Nor is it just long term. A large minority of cultural aliens, not to say hostiles, can damage the host culture even if the minority is well-behaved and doesn’t threaten to become a majority. I don’t know enough about the demographic trends to make mathematical predictions, but anyone who thinks Muslim minorities are well-behaved needs to have his eyes, ears and indeed head examined.

That makes large-scale Islamic immigration a serious problem. Fearing Islam is thus both the prerogative and duty of anyone who wishes to hang on to whatever little is left of our civilisation. There’s nothing irrational about it.

In 2022, net migration to the UK reached a record-breaking figure of 745,000. Three-quarters of a million. In one year. And most of that migration was Islamic. The inflow pipe in that swimming pool is working overtime.

Yet I don’t blame Islam for this, even though I can’t see how anyone can take that patchwork quilt of a religion seriously. It is what it is, but the problem is that the West isn’t what it used to be. It is losing its nerve and self-confidence at the same rate and for the same reasons as Rome did during the period described by Gibbon.

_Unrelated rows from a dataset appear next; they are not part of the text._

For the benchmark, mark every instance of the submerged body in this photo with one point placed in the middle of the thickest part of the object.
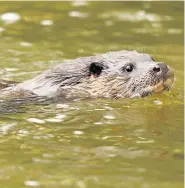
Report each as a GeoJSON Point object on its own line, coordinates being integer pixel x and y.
{"type": "Point", "coordinates": [119, 74]}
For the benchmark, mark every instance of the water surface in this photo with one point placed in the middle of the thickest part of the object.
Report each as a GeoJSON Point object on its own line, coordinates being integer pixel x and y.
{"type": "Point", "coordinates": [91, 143]}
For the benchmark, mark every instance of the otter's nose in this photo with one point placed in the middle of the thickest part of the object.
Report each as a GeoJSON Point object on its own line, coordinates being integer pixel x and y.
{"type": "Point", "coordinates": [161, 66]}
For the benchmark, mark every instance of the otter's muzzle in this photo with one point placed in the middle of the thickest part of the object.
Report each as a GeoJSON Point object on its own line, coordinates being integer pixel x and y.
{"type": "Point", "coordinates": [167, 77]}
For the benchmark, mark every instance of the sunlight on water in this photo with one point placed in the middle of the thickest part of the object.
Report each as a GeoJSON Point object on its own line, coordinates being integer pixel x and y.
{"type": "Point", "coordinates": [90, 143]}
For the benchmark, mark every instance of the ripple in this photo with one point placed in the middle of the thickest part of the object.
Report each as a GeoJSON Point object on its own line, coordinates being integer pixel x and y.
{"type": "Point", "coordinates": [32, 183]}
{"type": "Point", "coordinates": [10, 17]}
{"type": "Point", "coordinates": [46, 22]}
{"type": "Point", "coordinates": [36, 120]}
{"type": "Point", "coordinates": [78, 14]}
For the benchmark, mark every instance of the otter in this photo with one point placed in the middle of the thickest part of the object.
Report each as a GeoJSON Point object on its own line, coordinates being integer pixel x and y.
{"type": "Point", "coordinates": [120, 74]}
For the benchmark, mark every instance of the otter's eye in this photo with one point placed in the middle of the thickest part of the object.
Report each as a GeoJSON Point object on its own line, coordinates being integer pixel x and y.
{"type": "Point", "coordinates": [129, 68]}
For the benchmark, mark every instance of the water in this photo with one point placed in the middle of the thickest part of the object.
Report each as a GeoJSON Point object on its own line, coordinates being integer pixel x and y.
{"type": "Point", "coordinates": [90, 143]}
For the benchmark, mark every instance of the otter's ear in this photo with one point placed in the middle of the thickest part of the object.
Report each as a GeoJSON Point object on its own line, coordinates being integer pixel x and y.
{"type": "Point", "coordinates": [95, 68]}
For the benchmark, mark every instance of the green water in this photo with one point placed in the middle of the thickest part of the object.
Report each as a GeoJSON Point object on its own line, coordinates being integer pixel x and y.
{"type": "Point", "coordinates": [92, 143]}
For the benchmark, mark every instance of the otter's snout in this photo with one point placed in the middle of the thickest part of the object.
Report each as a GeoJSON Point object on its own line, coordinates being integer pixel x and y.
{"type": "Point", "coordinates": [161, 67]}
{"type": "Point", "coordinates": [164, 69]}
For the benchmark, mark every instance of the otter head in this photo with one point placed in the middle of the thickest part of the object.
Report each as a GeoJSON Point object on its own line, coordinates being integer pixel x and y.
{"type": "Point", "coordinates": [126, 74]}
{"type": "Point", "coordinates": [112, 75]}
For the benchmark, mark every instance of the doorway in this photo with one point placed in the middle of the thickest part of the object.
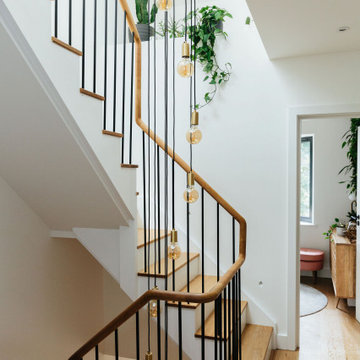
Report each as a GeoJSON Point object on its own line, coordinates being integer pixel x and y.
{"type": "Point", "coordinates": [296, 115]}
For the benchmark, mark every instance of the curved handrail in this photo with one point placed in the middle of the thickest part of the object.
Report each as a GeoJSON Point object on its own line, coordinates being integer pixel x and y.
{"type": "Point", "coordinates": [167, 295]}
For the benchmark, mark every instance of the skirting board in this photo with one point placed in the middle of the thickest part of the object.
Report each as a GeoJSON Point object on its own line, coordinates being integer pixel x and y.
{"type": "Point", "coordinates": [324, 273]}
{"type": "Point", "coordinates": [62, 234]}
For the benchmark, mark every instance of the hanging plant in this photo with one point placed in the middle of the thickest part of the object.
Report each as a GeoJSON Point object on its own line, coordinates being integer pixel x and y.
{"type": "Point", "coordinates": [176, 29]}
{"type": "Point", "coordinates": [142, 13]}
{"type": "Point", "coordinates": [209, 21]}
{"type": "Point", "coordinates": [144, 19]}
{"type": "Point", "coordinates": [350, 142]}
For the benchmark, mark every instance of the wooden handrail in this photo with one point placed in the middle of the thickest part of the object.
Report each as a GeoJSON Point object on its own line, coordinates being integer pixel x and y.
{"type": "Point", "coordinates": [149, 295]}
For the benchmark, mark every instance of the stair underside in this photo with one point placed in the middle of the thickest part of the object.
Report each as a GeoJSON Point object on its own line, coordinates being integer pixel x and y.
{"type": "Point", "coordinates": [210, 322]}
{"type": "Point", "coordinates": [179, 263]}
{"type": "Point", "coordinates": [255, 341]}
{"type": "Point", "coordinates": [153, 237]}
{"type": "Point", "coordinates": [196, 287]}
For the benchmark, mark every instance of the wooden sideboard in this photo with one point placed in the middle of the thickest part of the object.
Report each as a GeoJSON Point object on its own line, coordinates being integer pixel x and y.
{"type": "Point", "coordinates": [343, 266]}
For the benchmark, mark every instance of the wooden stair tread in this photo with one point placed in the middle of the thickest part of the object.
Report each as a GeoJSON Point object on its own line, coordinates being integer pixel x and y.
{"type": "Point", "coordinates": [153, 237]}
{"type": "Point", "coordinates": [210, 322]}
{"type": "Point", "coordinates": [112, 133]}
{"type": "Point", "coordinates": [66, 46]}
{"type": "Point", "coordinates": [90, 93]}
{"type": "Point", "coordinates": [179, 263]}
{"type": "Point", "coordinates": [255, 341]}
{"type": "Point", "coordinates": [130, 166]}
{"type": "Point", "coordinates": [196, 287]}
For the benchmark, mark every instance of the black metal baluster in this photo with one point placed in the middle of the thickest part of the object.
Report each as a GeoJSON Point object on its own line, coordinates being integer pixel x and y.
{"type": "Point", "coordinates": [220, 326]}
{"type": "Point", "coordinates": [83, 47]}
{"type": "Point", "coordinates": [236, 319]}
{"type": "Point", "coordinates": [144, 201]}
{"type": "Point", "coordinates": [115, 69]}
{"type": "Point", "coordinates": [239, 284]}
{"type": "Point", "coordinates": [116, 345]}
{"type": "Point", "coordinates": [159, 203]}
{"type": "Point", "coordinates": [105, 63]}
{"type": "Point", "coordinates": [56, 25]}
{"type": "Point", "coordinates": [229, 320]}
{"type": "Point", "coordinates": [95, 31]}
{"type": "Point", "coordinates": [202, 272]}
{"type": "Point", "coordinates": [123, 90]}
{"type": "Point", "coordinates": [234, 352]}
{"type": "Point", "coordinates": [137, 337]}
{"type": "Point", "coordinates": [70, 22]}
{"type": "Point", "coordinates": [225, 329]}
{"type": "Point", "coordinates": [159, 330]}
{"type": "Point", "coordinates": [180, 329]}
{"type": "Point", "coordinates": [188, 247]}
{"type": "Point", "coordinates": [216, 329]}
{"type": "Point", "coordinates": [131, 105]}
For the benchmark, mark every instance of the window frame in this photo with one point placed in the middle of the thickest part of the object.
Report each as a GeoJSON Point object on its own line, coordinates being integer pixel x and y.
{"type": "Point", "coordinates": [310, 219]}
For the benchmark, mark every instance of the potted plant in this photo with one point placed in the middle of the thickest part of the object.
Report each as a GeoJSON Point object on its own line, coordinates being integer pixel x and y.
{"type": "Point", "coordinates": [209, 25]}
{"type": "Point", "coordinates": [337, 226]}
{"type": "Point", "coordinates": [144, 19]}
{"type": "Point", "coordinates": [350, 141]}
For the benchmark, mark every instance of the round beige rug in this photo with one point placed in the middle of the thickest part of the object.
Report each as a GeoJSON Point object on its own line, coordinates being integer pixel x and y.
{"type": "Point", "coordinates": [311, 300]}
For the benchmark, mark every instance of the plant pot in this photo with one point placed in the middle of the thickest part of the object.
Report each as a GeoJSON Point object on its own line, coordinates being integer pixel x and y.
{"type": "Point", "coordinates": [145, 31]}
{"type": "Point", "coordinates": [220, 25]}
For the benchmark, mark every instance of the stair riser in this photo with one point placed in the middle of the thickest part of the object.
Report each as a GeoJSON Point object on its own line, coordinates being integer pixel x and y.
{"type": "Point", "coordinates": [180, 278]}
{"type": "Point", "coordinates": [191, 344]}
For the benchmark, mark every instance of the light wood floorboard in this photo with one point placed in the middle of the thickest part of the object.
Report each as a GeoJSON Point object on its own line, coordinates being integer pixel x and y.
{"type": "Point", "coordinates": [328, 334]}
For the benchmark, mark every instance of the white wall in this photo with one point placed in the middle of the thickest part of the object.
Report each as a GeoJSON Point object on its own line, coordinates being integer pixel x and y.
{"type": "Point", "coordinates": [243, 154]}
{"type": "Point", "coordinates": [330, 197]}
{"type": "Point", "coordinates": [51, 289]}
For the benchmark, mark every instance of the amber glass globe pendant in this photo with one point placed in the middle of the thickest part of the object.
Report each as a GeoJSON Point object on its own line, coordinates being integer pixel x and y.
{"type": "Point", "coordinates": [174, 250]}
{"type": "Point", "coordinates": [153, 310]}
{"type": "Point", "coordinates": [190, 194]}
{"type": "Point", "coordinates": [185, 67]}
{"type": "Point", "coordinates": [194, 135]}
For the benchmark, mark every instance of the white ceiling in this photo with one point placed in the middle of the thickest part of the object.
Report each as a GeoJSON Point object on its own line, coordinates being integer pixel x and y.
{"type": "Point", "coordinates": [40, 159]}
{"type": "Point", "coordinates": [291, 28]}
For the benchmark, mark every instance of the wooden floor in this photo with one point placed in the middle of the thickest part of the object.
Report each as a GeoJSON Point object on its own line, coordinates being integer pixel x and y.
{"type": "Point", "coordinates": [328, 334]}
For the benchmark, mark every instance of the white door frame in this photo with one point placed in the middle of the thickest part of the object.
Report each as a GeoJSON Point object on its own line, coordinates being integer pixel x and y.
{"type": "Point", "coordinates": [295, 115]}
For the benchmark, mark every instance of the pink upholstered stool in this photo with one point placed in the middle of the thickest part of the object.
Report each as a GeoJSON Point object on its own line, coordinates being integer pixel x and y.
{"type": "Point", "coordinates": [311, 260]}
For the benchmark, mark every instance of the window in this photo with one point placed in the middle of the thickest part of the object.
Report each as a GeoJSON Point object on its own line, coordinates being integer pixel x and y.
{"type": "Point", "coordinates": [306, 180]}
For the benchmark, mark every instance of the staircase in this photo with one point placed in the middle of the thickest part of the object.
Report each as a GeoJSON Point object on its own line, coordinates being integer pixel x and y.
{"type": "Point", "coordinates": [199, 306]}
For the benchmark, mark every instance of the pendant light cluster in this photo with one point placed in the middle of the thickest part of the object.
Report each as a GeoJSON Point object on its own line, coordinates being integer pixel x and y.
{"type": "Point", "coordinates": [186, 69]}
{"type": "Point", "coordinates": [185, 66]}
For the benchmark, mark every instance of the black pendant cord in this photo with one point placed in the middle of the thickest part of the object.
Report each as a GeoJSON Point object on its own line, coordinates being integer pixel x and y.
{"type": "Point", "coordinates": [166, 202]}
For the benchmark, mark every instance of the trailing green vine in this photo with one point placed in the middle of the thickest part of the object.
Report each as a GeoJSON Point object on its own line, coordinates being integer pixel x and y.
{"type": "Point", "coordinates": [203, 36]}
{"type": "Point", "coordinates": [350, 142]}
{"type": "Point", "coordinates": [142, 13]}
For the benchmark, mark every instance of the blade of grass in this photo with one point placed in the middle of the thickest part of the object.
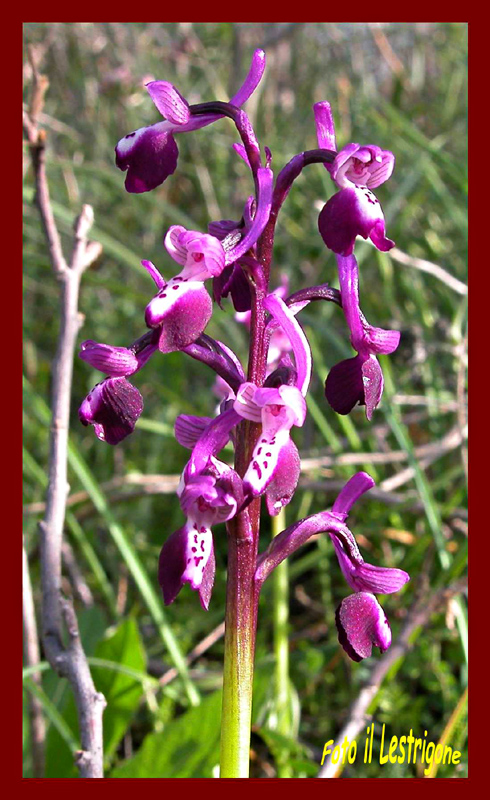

Whatever the relative physical strength of Christendom and Islam during different periods of history, the former’s metaphysical strength was always going to allow it to triumph in the long run. It’s that metaphysical strength that the West has lost, just as Rome once lost it.

Like Rome, we’ve become so tolerant that we welcome and even enforce bogus equality among all creeds. Our own is long since lost, and we propose to counter religious fanaticism with beatific smiles and meaningless bien pensant phrases. By burying our own creed beneath the multi-culti pile, we are putting our civilisation six feet under.

The word ‘Islamophobia’, with its implicit glorification of multi-culti diversity and opprobrium of anyone finding anything wrong with it, is at least a good illustration and possibly even proof. Our own unique identity has become so diluted that it has lost its taste, flavour and strength.

A barbarian onslaught doesn’t cause this enfeeblement; it merely emphasises it. And any attempt to resist is doomed to failure unless the West recovers its erstwhile inner strength.

That doesn’t mean Islamic penetration shouldn’t be resisted – thank God for opiates relieving the agony of incurable cancer. But the disease remains just as deadly even if the patient has his senses befuddled.